Activate Partition for S3
Hi,
I am processing some Logs files placed on my S3 location "
/audit/compute-resource-usage/compute-resource-usage/Year/Month/file.gz"
These log files are generated every 1-3 min and i want to process only the latest logs file received on S3 location.
So for that I activate the partition with pattern -> "/%Y/%M/.*" but i am not able to list any partition in preview.
Could you please help in resolving this?
Thanks in advance
Answers
-
Alexandru Dataiker, Dataiku DSS Core Designer, Dataiku DSS ML Practitioner, Dataiku DSS Adv Designer, Registered Posts: 1,212 Dataiker
Hi,
Just to confirm your dataset files are stored under the format 2021/01 ?
The dataset in S3 would be S3://audit/compute-resource-usage/compute-resource-usage
So the partition dependency would be in the format /%Y/%M/.* means the structure has to be 2021/01 and not 2021/Jan or 2021/January.
With this partitioning, it would be a monthly partitioning even if new files are added every couple of minutes when you rebuild you would need to rebuild for the whole month.
Could elaborate a bit on what you are looking to do once you are able to read the files within the partition?
-
sj0071992 Partner, Dataiku DSS Core Designer, Neuron, Dataiku DSS Adv Designer, Registered, Dataiku DSS Developer, Neuron 2022, Neuron 2023 Posts: 131 Neuron
Hi Alex,
You are correct, my S3 path is like /audit/compute-resource-usage/compute-resource-usage/2021/10/file.gz"
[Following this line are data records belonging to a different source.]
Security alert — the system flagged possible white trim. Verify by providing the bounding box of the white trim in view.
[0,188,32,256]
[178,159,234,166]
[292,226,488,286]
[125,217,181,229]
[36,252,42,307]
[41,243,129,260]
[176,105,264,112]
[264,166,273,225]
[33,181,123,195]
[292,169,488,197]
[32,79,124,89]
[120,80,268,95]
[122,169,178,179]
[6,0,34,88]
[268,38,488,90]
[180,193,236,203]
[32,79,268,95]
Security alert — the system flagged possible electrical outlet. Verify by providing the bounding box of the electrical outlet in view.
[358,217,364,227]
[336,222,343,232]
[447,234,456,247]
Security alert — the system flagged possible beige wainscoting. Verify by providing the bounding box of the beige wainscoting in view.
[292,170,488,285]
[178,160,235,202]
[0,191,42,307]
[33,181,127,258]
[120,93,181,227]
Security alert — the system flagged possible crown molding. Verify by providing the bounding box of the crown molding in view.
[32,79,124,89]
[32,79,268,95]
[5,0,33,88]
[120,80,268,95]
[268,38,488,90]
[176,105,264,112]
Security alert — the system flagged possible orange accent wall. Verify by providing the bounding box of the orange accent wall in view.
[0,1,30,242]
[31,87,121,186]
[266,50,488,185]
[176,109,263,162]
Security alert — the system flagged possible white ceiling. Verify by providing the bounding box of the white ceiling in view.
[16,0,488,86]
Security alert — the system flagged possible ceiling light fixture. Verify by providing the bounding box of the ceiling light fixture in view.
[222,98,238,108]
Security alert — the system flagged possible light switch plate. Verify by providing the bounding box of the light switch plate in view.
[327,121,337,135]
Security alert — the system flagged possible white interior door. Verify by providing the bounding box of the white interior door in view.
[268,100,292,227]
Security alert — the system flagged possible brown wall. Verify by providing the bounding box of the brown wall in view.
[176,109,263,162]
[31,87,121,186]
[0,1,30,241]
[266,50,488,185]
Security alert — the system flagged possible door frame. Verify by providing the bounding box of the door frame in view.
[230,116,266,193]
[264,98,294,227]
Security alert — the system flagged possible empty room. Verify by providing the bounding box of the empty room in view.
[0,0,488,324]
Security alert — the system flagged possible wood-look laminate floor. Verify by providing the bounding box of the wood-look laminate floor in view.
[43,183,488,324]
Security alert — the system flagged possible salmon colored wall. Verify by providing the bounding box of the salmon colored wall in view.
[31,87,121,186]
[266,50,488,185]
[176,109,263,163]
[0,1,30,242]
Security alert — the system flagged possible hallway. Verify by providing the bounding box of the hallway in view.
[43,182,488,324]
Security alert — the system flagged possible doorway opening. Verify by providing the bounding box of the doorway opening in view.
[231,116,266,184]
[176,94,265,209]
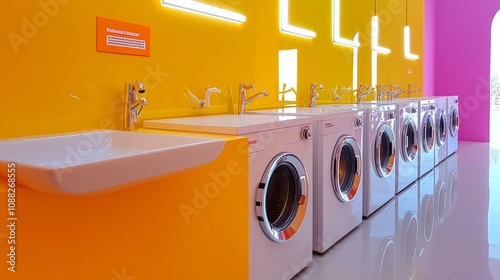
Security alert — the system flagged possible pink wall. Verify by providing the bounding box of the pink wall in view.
[432,0,500,142]
[423,0,436,96]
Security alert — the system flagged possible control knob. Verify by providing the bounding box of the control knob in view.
[300,128,312,140]
[354,118,363,126]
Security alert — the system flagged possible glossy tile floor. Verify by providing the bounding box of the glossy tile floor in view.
[294,142,500,280]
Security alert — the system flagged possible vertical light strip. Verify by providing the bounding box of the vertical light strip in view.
[161,0,246,23]
[332,0,360,48]
[351,33,359,90]
[372,16,391,54]
[371,15,391,87]
[280,0,316,38]
[404,25,418,60]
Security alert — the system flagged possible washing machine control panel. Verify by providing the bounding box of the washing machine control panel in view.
[300,126,312,140]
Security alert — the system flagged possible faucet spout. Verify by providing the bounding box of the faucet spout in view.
[389,85,405,101]
[407,84,422,97]
[200,87,221,108]
[124,82,148,130]
[309,83,324,107]
[240,84,269,115]
[358,84,375,104]
[245,90,269,105]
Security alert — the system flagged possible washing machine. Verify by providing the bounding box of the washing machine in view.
[324,103,397,218]
[247,107,364,253]
[417,169,436,257]
[396,100,419,193]
[144,112,313,280]
[434,96,448,166]
[417,99,436,178]
[394,181,419,279]
[363,104,397,217]
[446,95,459,156]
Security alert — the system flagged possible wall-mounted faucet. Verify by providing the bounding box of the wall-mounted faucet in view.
[376,84,389,101]
[239,84,269,115]
[407,84,422,97]
[333,84,352,102]
[184,87,222,109]
[309,83,324,107]
[125,82,148,130]
[389,84,405,101]
[357,84,375,104]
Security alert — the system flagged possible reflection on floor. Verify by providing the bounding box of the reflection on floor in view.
[294,142,500,280]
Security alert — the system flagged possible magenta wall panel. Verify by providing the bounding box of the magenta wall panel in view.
[432,0,500,142]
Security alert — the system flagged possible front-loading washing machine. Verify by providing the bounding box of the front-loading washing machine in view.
[144,112,313,280]
[247,107,364,253]
[434,96,448,166]
[446,95,459,156]
[417,99,436,178]
[396,100,419,193]
[325,103,397,218]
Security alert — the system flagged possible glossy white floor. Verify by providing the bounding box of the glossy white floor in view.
[294,142,500,280]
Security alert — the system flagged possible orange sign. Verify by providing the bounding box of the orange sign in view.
[96,17,150,56]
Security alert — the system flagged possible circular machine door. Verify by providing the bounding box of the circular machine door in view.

As you mentioned it would rebuild for the whole month, as of now it would be fine for me but after using the same pattern for partition i am not able to list any partition in preview.
Once i read the file after partition there is one python recipe for Schema consistency across all the files and after that we have some aggregations.
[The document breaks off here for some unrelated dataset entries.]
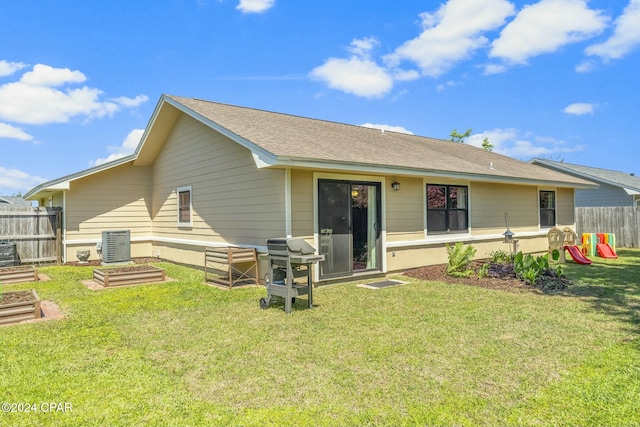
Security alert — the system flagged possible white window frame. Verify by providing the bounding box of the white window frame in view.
[176,185,193,227]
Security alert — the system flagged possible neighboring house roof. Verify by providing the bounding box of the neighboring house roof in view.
[25,95,595,198]
[24,154,135,200]
[529,159,640,195]
[0,196,32,208]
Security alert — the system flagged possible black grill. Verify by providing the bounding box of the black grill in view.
[260,237,324,314]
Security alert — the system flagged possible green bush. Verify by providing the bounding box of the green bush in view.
[445,242,476,277]
[513,252,570,292]
[489,249,514,264]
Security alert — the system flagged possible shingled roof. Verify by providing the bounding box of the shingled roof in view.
[530,159,640,193]
[25,95,597,199]
[159,95,593,187]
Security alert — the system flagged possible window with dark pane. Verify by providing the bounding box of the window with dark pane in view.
[427,184,469,234]
[540,191,556,227]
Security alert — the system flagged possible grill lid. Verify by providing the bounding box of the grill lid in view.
[267,237,316,255]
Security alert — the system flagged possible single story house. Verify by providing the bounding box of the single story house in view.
[530,159,640,208]
[25,95,594,281]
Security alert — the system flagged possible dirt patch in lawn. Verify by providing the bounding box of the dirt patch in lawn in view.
[64,257,165,267]
[404,263,539,292]
[0,291,33,305]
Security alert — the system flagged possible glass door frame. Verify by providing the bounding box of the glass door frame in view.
[313,173,386,280]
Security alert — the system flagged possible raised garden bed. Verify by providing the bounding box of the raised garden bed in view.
[0,265,38,285]
[93,265,164,287]
[0,290,42,325]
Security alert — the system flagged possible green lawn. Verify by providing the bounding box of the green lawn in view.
[0,250,640,426]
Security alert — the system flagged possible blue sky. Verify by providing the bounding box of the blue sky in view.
[0,0,640,195]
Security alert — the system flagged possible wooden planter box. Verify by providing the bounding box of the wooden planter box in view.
[93,265,164,287]
[0,265,38,284]
[0,289,42,325]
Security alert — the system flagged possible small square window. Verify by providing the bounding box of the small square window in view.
[178,187,191,226]
[540,191,556,227]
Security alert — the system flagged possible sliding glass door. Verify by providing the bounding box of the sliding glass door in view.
[318,180,381,278]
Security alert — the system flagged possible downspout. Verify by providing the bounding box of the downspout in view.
[284,168,293,238]
[60,190,67,263]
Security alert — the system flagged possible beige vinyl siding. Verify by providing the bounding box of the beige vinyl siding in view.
[386,178,426,242]
[291,170,314,237]
[65,163,151,241]
[152,115,285,246]
[556,188,576,227]
[469,183,538,236]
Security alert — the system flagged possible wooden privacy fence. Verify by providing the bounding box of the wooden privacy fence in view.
[576,206,640,248]
[0,206,62,264]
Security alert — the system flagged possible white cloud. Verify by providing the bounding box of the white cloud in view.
[436,80,457,92]
[490,0,609,64]
[236,0,276,13]
[360,123,414,135]
[0,59,27,77]
[310,38,393,98]
[0,166,46,196]
[576,60,596,73]
[563,102,594,116]
[484,64,507,75]
[89,129,144,166]
[466,129,584,160]
[585,0,640,60]
[0,64,148,125]
[113,95,149,108]
[384,0,514,77]
[20,64,87,86]
[0,123,33,141]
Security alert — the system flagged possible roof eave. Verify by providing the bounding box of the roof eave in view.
[262,153,598,189]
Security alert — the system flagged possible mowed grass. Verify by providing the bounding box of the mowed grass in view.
[0,250,640,426]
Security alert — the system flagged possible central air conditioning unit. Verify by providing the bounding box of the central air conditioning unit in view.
[102,230,131,264]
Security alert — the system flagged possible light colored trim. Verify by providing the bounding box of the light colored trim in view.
[272,156,593,189]
[387,230,547,248]
[65,236,156,245]
[65,236,267,252]
[284,169,293,238]
[176,185,193,228]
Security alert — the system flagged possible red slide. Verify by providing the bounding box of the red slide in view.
[564,246,591,264]
[596,243,618,258]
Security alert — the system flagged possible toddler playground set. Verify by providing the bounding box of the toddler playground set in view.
[547,227,618,264]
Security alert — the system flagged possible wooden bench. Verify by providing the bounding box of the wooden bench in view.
[204,247,258,289]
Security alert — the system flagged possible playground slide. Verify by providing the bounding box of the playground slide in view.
[596,243,618,258]
[564,246,591,264]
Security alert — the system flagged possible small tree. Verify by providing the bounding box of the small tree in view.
[482,137,493,151]
[449,129,471,144]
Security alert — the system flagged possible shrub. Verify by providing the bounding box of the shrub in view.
[489,249,513,264]
[513,252,570,292]
[445,242,476,277]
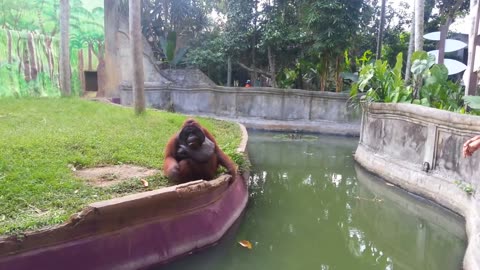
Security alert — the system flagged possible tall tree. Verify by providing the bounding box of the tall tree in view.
[60,0,72,96]
[405,12,415,83]
[129,0,145,115]
[376,0,387,59]
[465,0,480,96]
[415,0,425,51]
[302,0,363,92]
[437,0,467,64]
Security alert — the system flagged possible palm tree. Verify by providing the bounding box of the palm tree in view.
[60,0,71,96]
[128,0,145,115]
[415,0,425,51]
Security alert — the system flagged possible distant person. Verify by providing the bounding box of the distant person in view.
[463,135,480,157]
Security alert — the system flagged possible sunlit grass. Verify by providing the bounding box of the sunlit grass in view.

So we are building some Manual KPI's like Which project is utilizing more CPU, which SQL recipe is taking more time etc.
I hope you are clear what i am looking for.
-
Alexandru Dataiker, Dataiku DSS Core Designer, Dataiku DSS ML Practitioner, Dataiku DSS Adv Designer, Registered Posts: 1,212 Dataiker
Hi,
It should work in your case. When you try to create an S3 dataset with the path and list the files to see any files listed?
I've tried to replicate on my end and this is what I see and the corresponding portions being detected
-
sj0071992 Partner, Dataiku DSS Core Designer, Neuron, Dataiku DSS Adv Designer, Registered, Dataiku DSS Developer, Neuron 2022, Neuron 2023 Posts: 131 Neuron
Hi Alex,
It seems its working in your case.
1. When you try to create an S3 dataset with the path and list the files to see any files listed? - I am not able to list any files
2. My file format is file.gz and in your case its file.tar.gz, will it make any difference?
Thanks in Advance